Russian Su-34 fighter jet crashes into a residential building near Ukraine

Russian authorities cite engine malfunction for the mishap.
Ameya Paleja
Russian Air Force, Sukhoi Su-34
Russian Air Force, Sukhoi Su-34

Russian Air Force/Wikimedia Commons 

A Russian Su-34 aircraft crashed into a Soviet-era residential building in Yesyk in southern Russia shortly after taking off from a nearby airbase. Moments later, the building turned into a giant fireball and, as recent reports, has claimed at least 13 lives while injuring 19, South China Morning Post reported.

As the conflict in Ukraine is about to enter its ninth month, the fighting has become more intense recently, and Russia has been attacking Kyiv with kamikaze drones.
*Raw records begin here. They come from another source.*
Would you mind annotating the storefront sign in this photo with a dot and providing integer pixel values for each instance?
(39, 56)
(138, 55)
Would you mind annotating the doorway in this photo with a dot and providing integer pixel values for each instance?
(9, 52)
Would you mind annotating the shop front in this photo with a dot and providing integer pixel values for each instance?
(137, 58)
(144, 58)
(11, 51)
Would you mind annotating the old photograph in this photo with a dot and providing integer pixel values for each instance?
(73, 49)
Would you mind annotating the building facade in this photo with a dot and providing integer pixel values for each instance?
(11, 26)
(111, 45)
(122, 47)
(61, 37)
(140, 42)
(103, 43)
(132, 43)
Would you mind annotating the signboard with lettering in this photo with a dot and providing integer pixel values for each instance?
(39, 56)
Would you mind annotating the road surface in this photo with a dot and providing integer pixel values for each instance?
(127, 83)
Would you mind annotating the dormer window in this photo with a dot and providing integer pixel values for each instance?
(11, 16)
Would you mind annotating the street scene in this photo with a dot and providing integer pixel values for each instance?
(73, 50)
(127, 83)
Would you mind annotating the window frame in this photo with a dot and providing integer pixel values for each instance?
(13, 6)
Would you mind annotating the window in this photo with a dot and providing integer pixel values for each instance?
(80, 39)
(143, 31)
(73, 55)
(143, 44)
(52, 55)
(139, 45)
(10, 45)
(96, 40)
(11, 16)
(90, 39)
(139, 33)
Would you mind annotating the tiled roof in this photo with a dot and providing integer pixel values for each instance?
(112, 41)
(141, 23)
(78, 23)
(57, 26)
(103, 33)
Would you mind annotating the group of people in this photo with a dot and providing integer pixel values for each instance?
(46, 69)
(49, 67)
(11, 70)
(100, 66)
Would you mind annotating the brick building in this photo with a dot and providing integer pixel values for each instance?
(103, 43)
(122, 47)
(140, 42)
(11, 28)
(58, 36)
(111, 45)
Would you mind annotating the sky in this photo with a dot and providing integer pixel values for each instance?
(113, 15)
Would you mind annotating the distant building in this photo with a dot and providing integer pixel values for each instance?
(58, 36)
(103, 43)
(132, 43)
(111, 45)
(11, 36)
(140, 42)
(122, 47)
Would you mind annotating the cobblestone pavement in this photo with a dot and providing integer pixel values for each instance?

While Russia's advances have reportedly suffered the loss of men and machinery at the hands of Ukrainian forces, non-combat incidents have also increased at the Russian end.

Since February 24, the day Russian troops invaded Ukraine, the aggressor country has seen ten non-combat crashes of warplanes, including the Su-34 mishap, NPR reported.

What is Su-34?

The Su-34 is Russia's most advanced fighter aircraft currently in deployment. The aircraft, referred to by NATO as Fullback first took flight under the Soviet regime in 1990 but, after the fall of the Soviet Union, took nearly two and half decades to enter service.

The Su-34 is a twin-engine, twin-pilot, and supersonic strike aircraft. Powered by Saturn AL-31 turbofan engines, the aircraft has a cruise speed of 800 miles (1,300 km) an hour and can race to 1,200 mph (1,900 km) an hour (Mach 1.8) at altitudes. The Su-34 is designed and built to carry a large spectrum of armaments ranging from guided bombs to air-to-air missiles, air-to-surface missiles, and cruise and anti-radiation missiles.

The Su-34 has a service ceiling of 56,000 feet (17,000 m). So, why was it flying so low that it hit a nine-story building?

Reasons for Su-34 crash

Yeysk is a coastal city on the Sea of Azov. Across the Sea is the Ukrainian city of Mariupol, which has been under Russian control. The airbase at Yeysk has been quite active in recent times and has become a base for the Su-34 aircraft, with as many as ten photographed by satellites earlier this month, The Drive said in its report.

According to the Russian Defense Ministry, the aircraft was on a training sortie when one of its engines malfunctioned and caught fire. The pilots managed to eject safely moments before the plane slammed into the building. It is not clear if the aircraft was carrying any of its armaments. However, the Su-34 has the largest fuel-carrying capacity of any other tactical jet being flown today.

As we have seen, a crash during take-off when the aircraft is fuelled up is likely to lead to giant fireballs. Five floors of the building were on fire that encompassed an area of over 21,500 feet, SCMP report said.

A #Russian fighter jet crashed into a residential building during training flight in the southern #Russian city of #Yeysk on Monday. Russian Defence Ministry said that Yeysk plane crash was caused by engine fire#russia #kyiv #anews pic.twitter.com/f0oHvjfuPk

After the fire was put out, authorities completed the search of the rubble to find a total of 13 bodies, including three children, NPR said. Russia has opened a criminal investigation into the crash.